RBMC Empirical dose weights stalling

Flow · December 12, 2023, 10:30pm

Hey,

I’m trying to run RBMC on a ribosome dataset. Nothing special, about the dataset.
The Hyperparameter search works perfectly, but when it reaches the Dose weight step it just stalls for ever.
I starts on the first 5-6 micrographs (in a few minutes) and then does nothing (i let it run up to two hours) without any error message.

This is how it looks, the progression bar just doesn’t move

[2023-12-12 22:54:06.05]
[CPU: 2.27 GB]
    STARTING: COMPUTE EMPIRICAL DOSE WEIGHTS
[2023-12-12 22:54:06.06]
[CPU: 2.27 GB]
Using hyperparameters:
Spatial prior strength: 3.6279e-03
Spatial correlation distance: 500
Acceleration prior strength: 2.6015e-02

[2023-12-12 22:54:06.06]
[CPU: 2.27 GB]
Using all FCs for doseweighting

[2023-12-12 22:54:06.15]
[CPU: 2.28 GB]
Working with 320 movies containing 20046 particles

[2023-12-12 22:54:07.55]
[CPU: 3.08 GB]
Movies processed:
[▇-------------------------------------------------------------------------------] 6/320 (2%)

At first I thought it was because the particles come for 2 sets of micrographs with different dose, so i divided everything in 2 jobs and ran just the hyperparameter search step on each micrograph sets. This again worked, then i launched the RBMC jobs with the previously calculated hyperparameters, again, dose weighting starts and nothing happens.

Any idea why?

Thanks in advance

wtempel · December 12, 2023, 10:43pm

Please can you post a screenshot of the htop program that you collect when an RBMC job has stalled in this way.
You may want to

ensure that there is physical (as opposed to only swap space) available on the host at that time. What does the command
free -g show?
see if the suggestion in CryoSPARC 4.4 significantly increases "minimum" target specification for processing systems - #5 by sarulthasan applies to your case

Flow · December 12, 2023, 10:51pm

Thank you for your answer.
However i don’t think i can acces these info easily since I am subumiting these jobs to the high performance computing cluster of the university, not a local machine.

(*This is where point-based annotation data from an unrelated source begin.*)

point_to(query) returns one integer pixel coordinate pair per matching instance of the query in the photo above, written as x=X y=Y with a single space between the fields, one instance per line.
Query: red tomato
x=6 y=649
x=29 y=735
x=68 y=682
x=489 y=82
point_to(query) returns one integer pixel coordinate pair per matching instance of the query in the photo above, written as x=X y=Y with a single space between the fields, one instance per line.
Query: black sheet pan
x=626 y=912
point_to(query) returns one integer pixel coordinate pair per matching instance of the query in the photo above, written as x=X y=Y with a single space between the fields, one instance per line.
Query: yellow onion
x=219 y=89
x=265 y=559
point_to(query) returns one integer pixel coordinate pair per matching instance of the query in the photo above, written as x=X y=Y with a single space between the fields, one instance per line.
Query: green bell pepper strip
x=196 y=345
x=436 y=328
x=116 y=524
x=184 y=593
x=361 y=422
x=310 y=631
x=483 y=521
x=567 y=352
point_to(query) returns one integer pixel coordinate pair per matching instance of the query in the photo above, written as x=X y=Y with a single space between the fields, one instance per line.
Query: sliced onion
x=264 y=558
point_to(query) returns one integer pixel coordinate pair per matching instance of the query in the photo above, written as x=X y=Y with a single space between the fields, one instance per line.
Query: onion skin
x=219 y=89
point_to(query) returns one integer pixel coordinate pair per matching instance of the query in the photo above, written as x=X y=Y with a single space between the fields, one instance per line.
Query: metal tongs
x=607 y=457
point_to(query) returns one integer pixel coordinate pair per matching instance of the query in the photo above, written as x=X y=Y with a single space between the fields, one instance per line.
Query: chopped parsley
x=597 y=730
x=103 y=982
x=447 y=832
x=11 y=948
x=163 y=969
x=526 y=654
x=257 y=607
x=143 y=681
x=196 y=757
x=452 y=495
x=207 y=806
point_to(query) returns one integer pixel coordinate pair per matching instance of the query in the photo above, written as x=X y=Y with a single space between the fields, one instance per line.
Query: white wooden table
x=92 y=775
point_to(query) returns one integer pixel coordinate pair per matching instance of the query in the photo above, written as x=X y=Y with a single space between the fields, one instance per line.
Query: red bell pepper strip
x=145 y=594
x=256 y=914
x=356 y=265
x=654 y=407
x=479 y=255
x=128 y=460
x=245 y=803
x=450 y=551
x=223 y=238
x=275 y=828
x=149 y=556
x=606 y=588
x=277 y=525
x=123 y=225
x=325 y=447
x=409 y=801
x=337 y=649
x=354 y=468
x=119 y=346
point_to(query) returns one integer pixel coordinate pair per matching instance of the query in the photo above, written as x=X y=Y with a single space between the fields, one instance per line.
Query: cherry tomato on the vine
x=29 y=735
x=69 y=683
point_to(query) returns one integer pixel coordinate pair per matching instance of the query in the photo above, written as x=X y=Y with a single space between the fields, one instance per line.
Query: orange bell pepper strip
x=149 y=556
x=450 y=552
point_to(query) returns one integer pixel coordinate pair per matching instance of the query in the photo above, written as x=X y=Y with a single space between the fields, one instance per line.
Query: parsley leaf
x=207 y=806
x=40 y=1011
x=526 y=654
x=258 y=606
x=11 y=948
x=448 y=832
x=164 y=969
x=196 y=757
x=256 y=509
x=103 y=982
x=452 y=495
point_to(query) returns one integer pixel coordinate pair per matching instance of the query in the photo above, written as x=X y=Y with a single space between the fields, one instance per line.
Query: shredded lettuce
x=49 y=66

Do you think changing the GPU oversubscription memory threshold (GB) and In-memory cache size
parameters would help?

Flow · December 14, 2023, 9:17pm

Ok just to update.

The NVIDIA drivers were updated on our RTX8000 GPU node. On the this node it works, but not on the A100 GPU node (the one I was using originally - NVIDIA drivers were already up to date).

I am still not sure why it’s not working on A100s, but at least it’s working with the other one …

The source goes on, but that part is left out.